Policymaking always utilises a broad brush with which to redraw the lives of individuals. However, though broad, with the right evidence this brush can be narrowed by taking account of the heterogeneity of human behaviour.
Just consider the many and varied schemes designed to support entrepreneurs. Putting aside the debate over whether or not this is the best use of tax revenues, nobody could deny that if we are to spend money on promoting entrepreneurs we should do so in most efficient way.
In “Entrepreneurship Training, Risk Aversion and Other Personality Traits: Evidence from a Random Experiment”, Robert W. Fairlie and William Holleran from the University of California draw on data from Growing America through Entrepreneurship (Project GATE), the largest randomised control experiment on providing entrepreneurship training ever conducted in the United States. Fairlie and Holleran find that:
[I]ndividuals who are more risk tolerant benefit more from entrepreneurship training than buy canadian ativan individuals who are less risk tolerant. The estimated interaction effects are large: averaging our estimates across the three waves implies that individuals who have a one standard deviation higher level of risk tolerance experience a 2.9 percentage point larger increase in business ownership and a 3.7 percentage point larger increase in the likelihood of starting a business from receiving the treatment than individuals with the lower level of risk tolerance.
This is a useful insight and suggests that we should consider identifying specific groups that may benefit more or less from government programmes to help people start a business. There can be no sure-fire way for spotting the next Zuckerberg, but we can increase the odds. Interestingly, Fairlie and Holleran also find “no evidence that individuals who are more innovative benefit more from entrepreneurship training than individuals who are less innovative.”

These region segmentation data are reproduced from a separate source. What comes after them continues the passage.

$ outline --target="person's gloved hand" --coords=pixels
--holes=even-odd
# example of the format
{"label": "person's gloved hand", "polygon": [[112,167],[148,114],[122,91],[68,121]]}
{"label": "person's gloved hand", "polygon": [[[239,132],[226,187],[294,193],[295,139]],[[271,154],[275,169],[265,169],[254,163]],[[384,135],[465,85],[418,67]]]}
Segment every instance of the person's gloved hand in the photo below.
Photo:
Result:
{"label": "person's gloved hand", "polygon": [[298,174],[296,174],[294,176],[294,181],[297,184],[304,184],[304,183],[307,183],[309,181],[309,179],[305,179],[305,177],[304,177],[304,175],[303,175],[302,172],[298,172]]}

As the paper states: “some of the most disadvantaged groups such as at-risk youth and individuals with a criminal background have high levels of risk tolerance, and thus might benefit more for entrepreneurship training than more traditional job training programs.” There might be something in this: John Timpson has found ex-offenders fit in well with his unique entrepreneurial, bottom-up model for running his high street retailer.
As things stand in the UK, we have a remarkably limited understanding whether the schemes used to support entrepreneurship are doing any good. According to Gov.uk, business owners have 278 schemes to choose from. With proper analysis it might turn out that this is the correct number and they are being targeted at exactly the right group in the most efficient way. But I doubt it.